Hey, look at that, CriticalUpdateInstall is present now, and the Drata check is passing (it had started failing a few days ago, probably related to the new compliance check for gatekeeper/xprotect).

I unfortunately did not check the other plist files to see what they contained, and I'm not sure how to get it into the broken state my machine was in (I suspect OS upgrades and never touching the settings directly). But at least it seems that looking for CriticalUpdateInstall is not a true reflection of whether the functionality is actually enabled or not.

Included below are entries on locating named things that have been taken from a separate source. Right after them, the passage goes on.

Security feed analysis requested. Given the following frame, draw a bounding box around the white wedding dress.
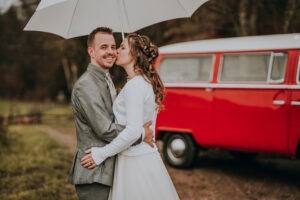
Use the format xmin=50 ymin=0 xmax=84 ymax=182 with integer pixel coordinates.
xmin=92 ymin=76 xmax=179 ymax=200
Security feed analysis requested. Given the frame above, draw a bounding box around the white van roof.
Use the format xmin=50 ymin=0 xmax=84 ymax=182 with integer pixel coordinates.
xmin=159 ymin=33 xmax=300 ymax=54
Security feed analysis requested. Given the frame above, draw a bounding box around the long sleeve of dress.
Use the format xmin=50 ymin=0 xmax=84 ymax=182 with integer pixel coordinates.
xmin=92 ymin=80 xmax=145 ymax=165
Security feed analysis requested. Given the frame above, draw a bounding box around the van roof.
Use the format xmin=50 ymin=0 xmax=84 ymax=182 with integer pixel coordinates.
xmin=159 ymin=33 xmax=300 ymax=54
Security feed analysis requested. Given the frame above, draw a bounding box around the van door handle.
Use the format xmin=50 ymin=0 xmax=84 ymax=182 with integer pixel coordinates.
xmin=291 ymin=101 xmax=300 ymax=106
xmin=273 ymin=100 xmax=285 ymax=106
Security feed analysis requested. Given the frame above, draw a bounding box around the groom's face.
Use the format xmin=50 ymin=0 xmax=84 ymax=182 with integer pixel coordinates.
xmin=88 ymin=32 xmax=117 ymax=70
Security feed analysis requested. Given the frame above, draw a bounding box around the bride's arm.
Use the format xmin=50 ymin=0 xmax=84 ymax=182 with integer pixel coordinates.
xmin=91 ymin=81 xmax=145 ymax=165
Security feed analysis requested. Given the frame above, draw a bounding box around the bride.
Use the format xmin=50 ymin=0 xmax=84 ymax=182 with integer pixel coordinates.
xmin=81 ymin=34 xmax=179 ymax=200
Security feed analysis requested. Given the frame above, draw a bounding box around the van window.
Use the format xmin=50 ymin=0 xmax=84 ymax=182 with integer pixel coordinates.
xmin=158 ymin=55 xmax=213 ymax=82
xmin=270 ymin=53 xmax=287 ymax=83
xmin=219 ymin=53 xmax=287 ymax=82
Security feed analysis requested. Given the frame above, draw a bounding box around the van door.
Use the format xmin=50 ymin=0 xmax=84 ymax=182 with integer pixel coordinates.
xmin=214 ymin=52 xmax=288 ymax=152
xmin=288 ymin=51 xmax=300 ymax=155
xmin=157 ymin=54 xmax=214 ymax=144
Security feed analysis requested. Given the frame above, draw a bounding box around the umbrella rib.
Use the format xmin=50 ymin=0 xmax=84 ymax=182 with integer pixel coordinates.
xmin=177 ymin=0 xmax=190 ymax=15
xmin=121 ymin=0 xmax=132 ymax=32
xmin=66 ymin=0 xmax=79 ymax=38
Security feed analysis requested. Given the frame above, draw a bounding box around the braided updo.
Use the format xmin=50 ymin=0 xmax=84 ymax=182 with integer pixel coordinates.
xmin=126 ymin=33 xmax=165 ymax=109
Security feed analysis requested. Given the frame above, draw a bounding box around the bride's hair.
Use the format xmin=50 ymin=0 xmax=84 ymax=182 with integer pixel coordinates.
xmin=126 ymin=33 xmax=165 ymax=109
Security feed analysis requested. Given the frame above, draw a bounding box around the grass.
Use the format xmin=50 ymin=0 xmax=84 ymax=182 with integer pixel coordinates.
xmin=0 ymin=100 xmax=72 ymax=116
xmin=0 ymin=125 xmax=76 ymax=200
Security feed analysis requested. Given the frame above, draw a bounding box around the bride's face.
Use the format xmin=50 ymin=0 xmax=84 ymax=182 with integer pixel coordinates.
xmin=116 ymin=39 xmax=134 ymax=67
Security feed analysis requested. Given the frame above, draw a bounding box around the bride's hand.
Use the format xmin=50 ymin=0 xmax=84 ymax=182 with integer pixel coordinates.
xmin=80 ymin=149 xmax=96 ymax=169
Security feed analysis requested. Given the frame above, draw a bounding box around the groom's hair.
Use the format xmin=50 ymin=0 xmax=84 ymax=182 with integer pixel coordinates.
xmin=87 ymin=27 xmax=113 ymax=47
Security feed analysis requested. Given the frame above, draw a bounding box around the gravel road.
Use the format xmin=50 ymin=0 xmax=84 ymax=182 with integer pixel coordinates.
xmin=39 ymin=126 xmax=300 ymax=200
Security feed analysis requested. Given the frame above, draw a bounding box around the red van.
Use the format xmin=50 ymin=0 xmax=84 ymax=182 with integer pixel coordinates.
xmin=156 ymin=33 xmax=300 ymax=167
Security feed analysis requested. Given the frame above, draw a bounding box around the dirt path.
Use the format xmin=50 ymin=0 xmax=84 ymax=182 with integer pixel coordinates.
xmin=39 ymin=126 xmax=300 ymax=200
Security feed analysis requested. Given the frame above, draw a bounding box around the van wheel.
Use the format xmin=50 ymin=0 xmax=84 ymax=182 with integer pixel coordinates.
xmin=163 ymin=134 xmax=197 ymax=168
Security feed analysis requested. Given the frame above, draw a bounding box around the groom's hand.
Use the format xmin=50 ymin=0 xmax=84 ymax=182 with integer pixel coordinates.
xmin=80 ymin=149 xmax=96 ymax=169
xmin=143 ymin=121 xmax=155 ymax=148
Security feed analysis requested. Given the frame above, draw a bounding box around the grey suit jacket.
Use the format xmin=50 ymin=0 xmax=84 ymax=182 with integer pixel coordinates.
xmin=69 ymin=64 xmax=124 ymax=186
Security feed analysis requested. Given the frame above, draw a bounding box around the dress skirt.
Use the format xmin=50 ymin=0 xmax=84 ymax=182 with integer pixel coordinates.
xmin=109 ymin=152 xmax=179 ymax=200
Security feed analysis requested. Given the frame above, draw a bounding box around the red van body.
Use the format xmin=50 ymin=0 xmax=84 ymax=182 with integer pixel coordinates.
xmin=155 ymin=34 xmax=300 ymax=167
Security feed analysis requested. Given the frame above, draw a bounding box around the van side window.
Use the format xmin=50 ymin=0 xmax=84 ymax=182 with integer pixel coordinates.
xmin=219 ymin=53 xmax=287 ymax=82
xmin=158 ymin=55 xmax=213 ymax=82
xmin=270 ymin=53 xmax=287 ymax=83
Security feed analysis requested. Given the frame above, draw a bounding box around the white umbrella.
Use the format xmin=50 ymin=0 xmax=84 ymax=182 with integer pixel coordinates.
xmin=24 ymin=0 xmax=207 ymax=39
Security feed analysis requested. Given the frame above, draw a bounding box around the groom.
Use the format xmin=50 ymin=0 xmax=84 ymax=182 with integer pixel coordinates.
xmin=69 ymin=27 xmax=152 ymax=200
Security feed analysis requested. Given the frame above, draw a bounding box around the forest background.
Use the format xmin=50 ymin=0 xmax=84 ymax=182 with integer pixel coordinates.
xmin=0 ymin=0 xmax=300 ymax=102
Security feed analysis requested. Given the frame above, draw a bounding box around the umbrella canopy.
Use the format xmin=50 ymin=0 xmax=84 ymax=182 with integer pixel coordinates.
xmin=24 ymin=0 xmax=207 ymax=39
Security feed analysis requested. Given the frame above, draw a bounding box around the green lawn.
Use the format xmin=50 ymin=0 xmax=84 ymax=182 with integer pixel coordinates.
xmin=0 ymin=100 xmax=72 ymax=116
xmin=0 ymin=125 xmax=77 ymax=200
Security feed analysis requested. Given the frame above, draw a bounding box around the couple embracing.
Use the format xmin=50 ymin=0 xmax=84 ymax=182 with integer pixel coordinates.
xmin=69 ymin=27 xmax=179 ymax=200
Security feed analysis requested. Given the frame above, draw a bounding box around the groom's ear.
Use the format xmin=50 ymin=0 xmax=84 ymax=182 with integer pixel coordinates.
xmin=88 ymin=47 xmax=95 ymax=58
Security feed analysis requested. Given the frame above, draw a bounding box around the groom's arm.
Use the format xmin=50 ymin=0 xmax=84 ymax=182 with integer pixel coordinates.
xmin=73 ymin=84 xmax=124 ymax=142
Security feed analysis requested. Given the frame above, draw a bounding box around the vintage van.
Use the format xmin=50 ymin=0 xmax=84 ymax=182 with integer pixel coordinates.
xmin=155 ymin=34 xmax=300 ymax=167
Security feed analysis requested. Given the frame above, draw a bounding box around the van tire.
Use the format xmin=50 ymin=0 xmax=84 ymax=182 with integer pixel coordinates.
xmin=163 ymin=133 xmax=197 ymax=168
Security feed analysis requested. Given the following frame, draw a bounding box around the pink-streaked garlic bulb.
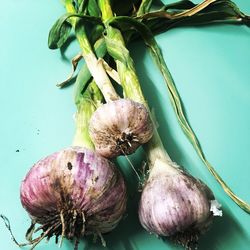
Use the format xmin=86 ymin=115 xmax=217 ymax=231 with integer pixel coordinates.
xmin=139 ymin=160 xmax=222 ymax=249
xmin=89 ymin=99 xmax=153 ymax=158
xmin=21 ymin=147 xmax=127 ymax=246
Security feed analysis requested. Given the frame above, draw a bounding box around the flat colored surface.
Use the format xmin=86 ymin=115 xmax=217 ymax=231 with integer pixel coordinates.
xmin=0 ymin=0 xmax=250 ymax=250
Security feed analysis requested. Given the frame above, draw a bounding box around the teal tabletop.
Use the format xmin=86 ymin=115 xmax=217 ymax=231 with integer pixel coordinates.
xmin=0 ymin=0 xmax=250 ymax=250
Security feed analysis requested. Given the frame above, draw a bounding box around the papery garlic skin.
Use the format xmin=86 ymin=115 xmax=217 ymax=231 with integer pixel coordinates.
xmin=89 ymin=99 xmax=153 ymax=158
xmin=139 ymin=160 xmax=219 ymax=241
xmin=21 ymin=147 xmax=127 ymax=239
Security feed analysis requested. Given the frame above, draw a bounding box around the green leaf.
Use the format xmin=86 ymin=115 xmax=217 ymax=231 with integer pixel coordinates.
xmin=136 ymin=0 xmax=153 ymax=16
xmin=110 ymin=17 xmax=250 ymax=213
xmin=104 ymin=36 xmax=129 ymax=64
xmin=56 ymin=53 xmax=82 ymax=88
xmin=74 ymin=38 xmax=107 ymax=104
xmin=163 ymin=0 xmax=196 ymax=10
xmin=48 ymin=14 xmax=72 ymax=49
xmin=48 ymin=13 xmax=102 ymax=49
xmin=88 ymin=0 xmax=101 ymax=17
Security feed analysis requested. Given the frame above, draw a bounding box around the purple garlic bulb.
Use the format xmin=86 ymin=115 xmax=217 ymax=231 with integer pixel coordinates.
xmin=139 ymin=160 xmax=222 ymax=249
xmin=89 ymin=99 xmax=153 ymax=158
xmin=21 ymin=147 xmax=127 ymax=246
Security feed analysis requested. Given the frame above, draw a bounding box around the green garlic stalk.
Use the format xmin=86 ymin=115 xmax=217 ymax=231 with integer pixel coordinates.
xmin=64 ymin=0 xmax=119 ymax=101
xmin=98 ymin=0 xmax=170 ymax=167
xmin=99 ymin=0 xmax=250 ymax=213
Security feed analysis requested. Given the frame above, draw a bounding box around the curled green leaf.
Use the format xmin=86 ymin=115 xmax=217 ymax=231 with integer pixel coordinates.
xmin=109 ymin=17 xmax=250 ymax=213
xmin=48 ymin=13 xmax=102 ymax=49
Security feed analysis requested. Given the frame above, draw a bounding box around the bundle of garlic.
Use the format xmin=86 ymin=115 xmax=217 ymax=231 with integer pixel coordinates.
xmin=2 ymin=0 xmax=250 ymax=249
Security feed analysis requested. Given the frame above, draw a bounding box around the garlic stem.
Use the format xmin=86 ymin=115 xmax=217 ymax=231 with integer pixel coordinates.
xmin=98 ymin=0 xmax=170 ymax=168
xmin=65 ymin=0 xmax=119 ymax=102
xmin=72 ymin=80 xmax=102 ymax=149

tabrezm commented 2 months ago

Confirmed, everyone in our company has this setting enabled via the GUI (default) but CriticalUpdateInstall is unset. Given how widespread this is, my guess is it's not a "broken" state. Drata should modify their agent to assume unset == enabled.

dburkart commented 2 months ago

We are hitting this as well at my company.

mnrdrata commented 1 month ago

Please contact our support team as we have a workaround command for this specific issue on MacOS.